Sylvie alzó los ojos, y la monstruosa visión se los hizo bajar de prisa. Los edificios altos le daban vértigo. Ni desde abajo le gustaba mirarlos. Entró en el patio, donde en los charcos de la lluvia reciente cabrilleaban lívidos arcos iris de aceite, pero no tenía idea de cómo encontrar la Habitación 001 que buscaba. La vetusta casita del portero, allí, junto a la entrada, daba la impresión de haber permanecido cerrada a cal y canto años y años, pero a ella se encaminó de todos modos y apretó un timbre oxidado, si este artefacto funciona yo...
No alcanzó a expresar lo que haría porque en el mismo momento en que apretaba el negro pezón del timbre un postiguito se abrió de golpe en la casita, mostrándole la mitad superior de una cabeza, una nariz larga, unos ojos diminutos, una coronilla calva.
—Hola, ¿sabría usted decirme...? —empezó, pero antes de que acabara de formular la pregunta, los ojillos se arrugaron en una sonrisa o una mueca, y una mano asomó; con un largo dedo índice, la mano señaló Izquierda, luego Abajo, y el postigo se cerró otra vez con un golpe.
Sylvie se echó a reír. ¿Para qué demonios le pagan? ¿Esto? Siguió las instrucciones, y se encontró entrando en el edificio, no por la escalinata principal con su doble puerta acristalada, sino por una especie de cancela o portillo de hierro forjado que conducía a unas escaleras que descendían hasta un estrecho patio descubierto al nivel del sótano. Ni un rayo de sol llegaba a ese pasadizo, una especie de ranura entre las altísimas torres. Sylvie bajó, y bajó, bajó hasta un sótano que retumbaba de ecos y olía a moho como una caverna. Y allí, en la pared, había una pequeña puerta. Una puerta muy pequeña; pero no había ninguna otra salida.
—No puede ser aquí —dijo, mientras trasladaba al otro brazo el imposible paquete (que parecía estar cambiando de forma, y se había vuelto pesadísimo, por añadidura)—. Me he perdido seguro. —Pero empujó la puerta, y ésta se abrió.

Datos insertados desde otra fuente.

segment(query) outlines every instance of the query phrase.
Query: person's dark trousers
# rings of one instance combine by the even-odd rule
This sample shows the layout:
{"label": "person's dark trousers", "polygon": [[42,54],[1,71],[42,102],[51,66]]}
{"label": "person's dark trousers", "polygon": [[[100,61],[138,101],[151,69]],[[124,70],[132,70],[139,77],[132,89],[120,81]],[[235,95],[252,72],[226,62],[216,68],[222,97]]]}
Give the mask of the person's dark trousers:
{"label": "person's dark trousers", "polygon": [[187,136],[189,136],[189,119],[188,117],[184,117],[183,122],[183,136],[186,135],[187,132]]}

Daba a un corredor bajo y estrecho. Allá, en el fondo, alguien estaba de pie delante de una puerta, haciendo algo: ¿pintando la puerta? Tenía un pincel y un bote de pintura. El encargado, o el ayudante del encargado. Sylvie pensó en pedirle nuevas instrucciones, pero cuando gritó: «Hola...», el hombre volvió hacia ella la cabeza, sobresaltado, y desapareció por la puerta en que había estado trabajando. Hacia ella se encaminó Sylvie, de todos modos, llegando al fondo con asombrosa prontitud: o el corredor era más corto de lo que parecía, o parecía más largo de lo que era, una de dos; y la puerta era más pequeña aún que la anterior. Si esto sigue así, pensó, por la próxima tendré que entrar gateando... En la puerta, con blanca pintura fresca y en un estilo muy antiguo, estaba pintando el número 001.
Riendo un poco, un poco nerviosamente, ahora indecisa y no del todo segura de que no le estuvieran jugando alguna mala pasada, Sylvie llamó golpeando a la puertecita.